This paper argues that Roland Barthes’s post-structuralist theories of authorship can be re-read in terms of emerging notions of authorship in the participatory technologies of Web 2.0 spaces. Specifically, I construct a reading of Barthes’s autobiography, Roland Barthes, as the culmination of his efforts to deconstruct social and literary norms of authorship and autobiography.
Most striking, throughout Roland Barthes, are Barthes’s strategies for referring to himself. Sometimes as Barthes, other times as R.B., often I, he, the boy, the writer, etc. There is also very little chronological organization. What the reader is left with is an undifferentiated mass of memories, musings, reflections, and aphorisms. The experience of reading Roland Barthes is little short of surreal. It is one thing for Derrida in Speech and Phenomenon to demonstrate the paradox of a self-defining system (4). One would think that Derrida works to demonstrate that such a system cannot possibly function. It is another thing entirely for an Author to construct himself textually in light of the Author’s death he himself had already acknowledged: “to write on oneself may seem a pretentious idea: but it is also a simple idea: simple as the idea of suicide” (Roland Barthes 56). The fact that Barthes authored this line proliferates a multitude of readings. Barthes the critic has demonstrated textually a general death of the Author.

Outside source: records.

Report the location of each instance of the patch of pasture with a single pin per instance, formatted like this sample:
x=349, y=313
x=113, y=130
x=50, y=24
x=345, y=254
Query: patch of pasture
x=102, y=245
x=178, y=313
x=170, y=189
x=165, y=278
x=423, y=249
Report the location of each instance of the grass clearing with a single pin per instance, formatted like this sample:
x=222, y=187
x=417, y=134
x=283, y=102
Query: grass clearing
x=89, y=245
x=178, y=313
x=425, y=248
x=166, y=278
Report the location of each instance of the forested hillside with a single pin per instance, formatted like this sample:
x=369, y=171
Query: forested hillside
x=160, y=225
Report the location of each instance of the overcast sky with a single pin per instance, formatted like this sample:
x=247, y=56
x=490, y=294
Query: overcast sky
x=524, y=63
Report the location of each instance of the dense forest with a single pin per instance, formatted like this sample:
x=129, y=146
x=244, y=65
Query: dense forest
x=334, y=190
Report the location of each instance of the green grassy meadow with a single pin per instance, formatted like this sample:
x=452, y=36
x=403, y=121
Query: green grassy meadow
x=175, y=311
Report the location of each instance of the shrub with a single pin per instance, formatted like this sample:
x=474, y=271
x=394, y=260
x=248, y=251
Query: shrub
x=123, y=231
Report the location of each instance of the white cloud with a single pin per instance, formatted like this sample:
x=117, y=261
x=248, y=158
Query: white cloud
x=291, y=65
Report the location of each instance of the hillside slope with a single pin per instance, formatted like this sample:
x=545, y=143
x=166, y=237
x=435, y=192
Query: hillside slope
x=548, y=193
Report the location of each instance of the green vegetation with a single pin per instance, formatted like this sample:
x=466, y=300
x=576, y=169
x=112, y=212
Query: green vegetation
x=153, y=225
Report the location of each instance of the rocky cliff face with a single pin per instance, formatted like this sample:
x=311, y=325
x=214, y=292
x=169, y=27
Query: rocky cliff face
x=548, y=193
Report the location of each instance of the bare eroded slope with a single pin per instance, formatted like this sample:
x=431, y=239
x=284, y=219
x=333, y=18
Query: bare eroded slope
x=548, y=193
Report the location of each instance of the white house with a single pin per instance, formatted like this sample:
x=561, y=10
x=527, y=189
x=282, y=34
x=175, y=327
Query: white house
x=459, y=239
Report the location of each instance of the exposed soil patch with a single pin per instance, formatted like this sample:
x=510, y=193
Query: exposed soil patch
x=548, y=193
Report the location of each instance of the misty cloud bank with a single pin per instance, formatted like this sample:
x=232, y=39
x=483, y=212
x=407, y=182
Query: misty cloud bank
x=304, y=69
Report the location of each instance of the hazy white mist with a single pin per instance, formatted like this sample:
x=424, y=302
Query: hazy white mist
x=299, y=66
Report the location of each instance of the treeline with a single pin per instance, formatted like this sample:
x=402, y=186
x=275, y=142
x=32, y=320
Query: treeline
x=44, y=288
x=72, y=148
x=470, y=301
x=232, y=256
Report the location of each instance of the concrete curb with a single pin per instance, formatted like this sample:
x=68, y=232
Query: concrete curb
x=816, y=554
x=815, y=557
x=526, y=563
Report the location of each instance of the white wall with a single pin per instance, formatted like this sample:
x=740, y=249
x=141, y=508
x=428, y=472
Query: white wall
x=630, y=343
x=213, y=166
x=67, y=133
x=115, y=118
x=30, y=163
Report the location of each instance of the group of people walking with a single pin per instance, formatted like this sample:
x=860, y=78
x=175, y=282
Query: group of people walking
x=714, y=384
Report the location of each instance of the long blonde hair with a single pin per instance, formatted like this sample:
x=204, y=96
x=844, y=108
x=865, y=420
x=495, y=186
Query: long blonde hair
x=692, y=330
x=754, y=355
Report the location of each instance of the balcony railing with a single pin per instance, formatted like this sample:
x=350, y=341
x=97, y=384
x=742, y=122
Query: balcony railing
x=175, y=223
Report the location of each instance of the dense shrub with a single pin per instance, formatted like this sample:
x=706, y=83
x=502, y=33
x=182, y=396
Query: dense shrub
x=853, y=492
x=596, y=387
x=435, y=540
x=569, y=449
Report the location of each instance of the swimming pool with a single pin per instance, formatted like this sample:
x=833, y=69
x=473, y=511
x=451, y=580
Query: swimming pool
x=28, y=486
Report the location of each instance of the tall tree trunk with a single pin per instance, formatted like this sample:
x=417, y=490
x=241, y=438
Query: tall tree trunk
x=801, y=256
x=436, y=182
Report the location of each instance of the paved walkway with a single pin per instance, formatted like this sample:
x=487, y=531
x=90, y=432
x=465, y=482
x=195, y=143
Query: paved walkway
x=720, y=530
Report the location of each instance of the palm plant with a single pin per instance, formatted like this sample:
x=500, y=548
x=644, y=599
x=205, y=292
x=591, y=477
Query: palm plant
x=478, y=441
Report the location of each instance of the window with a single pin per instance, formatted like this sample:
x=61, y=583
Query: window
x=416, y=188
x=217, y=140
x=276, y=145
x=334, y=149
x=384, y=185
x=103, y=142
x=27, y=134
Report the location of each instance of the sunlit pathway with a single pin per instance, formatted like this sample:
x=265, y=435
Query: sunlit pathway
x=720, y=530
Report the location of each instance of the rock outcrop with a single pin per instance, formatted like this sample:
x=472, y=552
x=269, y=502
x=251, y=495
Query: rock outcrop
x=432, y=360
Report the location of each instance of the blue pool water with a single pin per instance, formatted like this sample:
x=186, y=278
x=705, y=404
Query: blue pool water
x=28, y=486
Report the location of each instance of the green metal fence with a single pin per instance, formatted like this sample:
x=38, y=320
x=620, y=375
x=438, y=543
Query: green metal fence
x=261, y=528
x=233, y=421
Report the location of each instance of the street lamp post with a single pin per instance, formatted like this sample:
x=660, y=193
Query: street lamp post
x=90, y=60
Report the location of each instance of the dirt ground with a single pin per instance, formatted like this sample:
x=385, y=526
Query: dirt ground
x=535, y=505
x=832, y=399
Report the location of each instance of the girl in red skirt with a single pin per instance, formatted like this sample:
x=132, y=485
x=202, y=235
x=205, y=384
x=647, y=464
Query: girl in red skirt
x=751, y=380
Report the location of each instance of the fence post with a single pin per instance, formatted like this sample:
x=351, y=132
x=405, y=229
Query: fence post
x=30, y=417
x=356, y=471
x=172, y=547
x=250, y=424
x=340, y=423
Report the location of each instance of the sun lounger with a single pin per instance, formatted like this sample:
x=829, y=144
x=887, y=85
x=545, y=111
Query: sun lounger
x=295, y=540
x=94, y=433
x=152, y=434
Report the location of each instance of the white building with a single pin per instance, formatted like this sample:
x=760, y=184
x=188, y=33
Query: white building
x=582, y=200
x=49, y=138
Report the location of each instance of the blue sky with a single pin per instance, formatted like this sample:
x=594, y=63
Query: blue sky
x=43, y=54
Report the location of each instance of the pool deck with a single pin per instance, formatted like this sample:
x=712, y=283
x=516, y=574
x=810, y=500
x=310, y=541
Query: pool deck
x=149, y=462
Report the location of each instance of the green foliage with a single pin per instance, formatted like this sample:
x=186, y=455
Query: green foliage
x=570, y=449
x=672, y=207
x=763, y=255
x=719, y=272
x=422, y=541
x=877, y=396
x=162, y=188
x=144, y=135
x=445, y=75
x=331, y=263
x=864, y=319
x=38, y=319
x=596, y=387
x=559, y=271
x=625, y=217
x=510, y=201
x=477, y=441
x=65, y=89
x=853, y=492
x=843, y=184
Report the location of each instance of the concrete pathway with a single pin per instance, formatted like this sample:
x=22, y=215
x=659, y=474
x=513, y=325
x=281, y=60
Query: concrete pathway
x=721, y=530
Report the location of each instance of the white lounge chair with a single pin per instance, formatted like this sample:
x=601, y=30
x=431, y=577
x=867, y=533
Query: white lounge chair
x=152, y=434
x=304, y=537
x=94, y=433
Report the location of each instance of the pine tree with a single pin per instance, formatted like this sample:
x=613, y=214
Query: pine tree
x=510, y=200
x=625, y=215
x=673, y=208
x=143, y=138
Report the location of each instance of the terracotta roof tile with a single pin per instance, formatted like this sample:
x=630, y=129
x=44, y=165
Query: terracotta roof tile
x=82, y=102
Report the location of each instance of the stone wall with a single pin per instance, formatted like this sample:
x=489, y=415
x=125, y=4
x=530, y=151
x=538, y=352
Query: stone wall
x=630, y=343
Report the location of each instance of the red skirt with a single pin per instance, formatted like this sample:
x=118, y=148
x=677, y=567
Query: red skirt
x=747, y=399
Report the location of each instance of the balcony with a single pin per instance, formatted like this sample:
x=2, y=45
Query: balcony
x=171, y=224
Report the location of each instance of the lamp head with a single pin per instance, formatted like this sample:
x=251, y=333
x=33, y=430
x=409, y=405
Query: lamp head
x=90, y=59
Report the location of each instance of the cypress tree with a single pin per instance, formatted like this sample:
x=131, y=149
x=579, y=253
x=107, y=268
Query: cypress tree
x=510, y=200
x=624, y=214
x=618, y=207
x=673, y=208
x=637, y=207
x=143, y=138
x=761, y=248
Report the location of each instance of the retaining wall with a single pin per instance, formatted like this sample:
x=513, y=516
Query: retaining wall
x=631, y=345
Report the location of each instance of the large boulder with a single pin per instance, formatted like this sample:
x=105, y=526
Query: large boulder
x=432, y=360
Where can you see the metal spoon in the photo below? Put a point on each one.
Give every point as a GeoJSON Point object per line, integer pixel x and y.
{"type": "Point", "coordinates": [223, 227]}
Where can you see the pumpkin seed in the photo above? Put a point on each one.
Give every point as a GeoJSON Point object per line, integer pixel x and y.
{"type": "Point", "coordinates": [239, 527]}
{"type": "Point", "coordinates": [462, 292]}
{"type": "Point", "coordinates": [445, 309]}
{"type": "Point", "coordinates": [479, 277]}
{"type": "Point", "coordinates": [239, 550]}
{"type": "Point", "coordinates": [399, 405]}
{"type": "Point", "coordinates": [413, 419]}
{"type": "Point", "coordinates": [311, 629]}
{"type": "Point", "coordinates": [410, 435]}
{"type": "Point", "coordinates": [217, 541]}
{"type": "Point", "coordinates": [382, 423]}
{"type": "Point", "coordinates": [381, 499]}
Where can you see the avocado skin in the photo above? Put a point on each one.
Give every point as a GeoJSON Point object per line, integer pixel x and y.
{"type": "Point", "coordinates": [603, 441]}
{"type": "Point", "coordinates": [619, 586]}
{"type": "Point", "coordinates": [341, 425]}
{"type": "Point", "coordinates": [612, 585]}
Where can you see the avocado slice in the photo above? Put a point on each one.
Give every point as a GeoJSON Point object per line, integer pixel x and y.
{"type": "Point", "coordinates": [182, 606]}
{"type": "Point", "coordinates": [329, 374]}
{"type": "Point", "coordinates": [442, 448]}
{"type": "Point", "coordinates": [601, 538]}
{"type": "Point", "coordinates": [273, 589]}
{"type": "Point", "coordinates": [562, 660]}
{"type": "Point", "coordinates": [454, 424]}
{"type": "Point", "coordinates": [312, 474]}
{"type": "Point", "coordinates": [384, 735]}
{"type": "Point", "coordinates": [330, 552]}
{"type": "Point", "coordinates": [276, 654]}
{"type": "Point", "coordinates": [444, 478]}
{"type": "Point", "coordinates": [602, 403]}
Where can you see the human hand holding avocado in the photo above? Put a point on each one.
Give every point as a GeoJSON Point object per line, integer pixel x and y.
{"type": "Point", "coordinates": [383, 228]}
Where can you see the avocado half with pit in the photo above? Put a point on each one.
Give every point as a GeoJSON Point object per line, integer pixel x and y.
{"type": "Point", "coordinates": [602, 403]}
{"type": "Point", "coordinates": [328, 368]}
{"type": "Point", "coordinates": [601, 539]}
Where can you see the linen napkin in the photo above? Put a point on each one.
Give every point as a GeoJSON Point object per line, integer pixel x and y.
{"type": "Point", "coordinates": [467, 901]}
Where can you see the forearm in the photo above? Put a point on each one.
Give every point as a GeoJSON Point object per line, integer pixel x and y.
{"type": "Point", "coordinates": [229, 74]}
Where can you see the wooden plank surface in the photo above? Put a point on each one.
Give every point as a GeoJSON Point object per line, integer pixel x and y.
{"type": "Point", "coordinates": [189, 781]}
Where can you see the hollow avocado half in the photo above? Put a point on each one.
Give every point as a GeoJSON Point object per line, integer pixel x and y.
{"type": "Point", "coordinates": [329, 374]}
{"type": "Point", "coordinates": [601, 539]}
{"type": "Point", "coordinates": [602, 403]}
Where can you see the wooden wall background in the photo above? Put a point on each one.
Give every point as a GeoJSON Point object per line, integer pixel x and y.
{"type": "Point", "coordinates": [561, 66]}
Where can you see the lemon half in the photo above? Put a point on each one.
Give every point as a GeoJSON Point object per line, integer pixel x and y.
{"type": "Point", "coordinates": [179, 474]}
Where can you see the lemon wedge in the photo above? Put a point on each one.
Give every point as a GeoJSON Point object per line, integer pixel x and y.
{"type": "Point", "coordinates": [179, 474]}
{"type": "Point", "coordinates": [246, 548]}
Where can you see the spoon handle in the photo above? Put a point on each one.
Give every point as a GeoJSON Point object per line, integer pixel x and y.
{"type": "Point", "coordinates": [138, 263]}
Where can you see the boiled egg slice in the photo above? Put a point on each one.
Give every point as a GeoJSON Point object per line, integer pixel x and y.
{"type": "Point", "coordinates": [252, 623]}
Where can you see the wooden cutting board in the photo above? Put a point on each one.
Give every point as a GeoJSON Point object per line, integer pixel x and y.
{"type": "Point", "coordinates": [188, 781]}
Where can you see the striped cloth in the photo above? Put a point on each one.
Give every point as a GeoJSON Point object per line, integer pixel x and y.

By making himself the subject of his text, he immediately erases that subject. By assigning his proper name to the text he bifurcates himself into an author-function and a physical embodiment of the experiences. And it is those very experiences, those personal readings and inquiries, which make up the very content of Roland Barthes. More simply, by writing his autobiography, Barthes’s forces himself to reconcile the paradox of meaningful texts and the absence of the author in meaning-making. His solution is to represent his “subject” as decentered, multiple, and infinitely interpretable.
I argue that these are precisely the fundamental challenges to notions of authorship posed by Web 2.0 technologies. Wikipedia entires, for instance, are constructed by multiple authors, often referencing other texts as content, and meet with regular scrutiny, confirmation, refutation, and often change. It is through recursive readings between texts such as Barthes’s autobiography and emerging technologies such as wikis that we might move toward a fuller, more complicated version of each.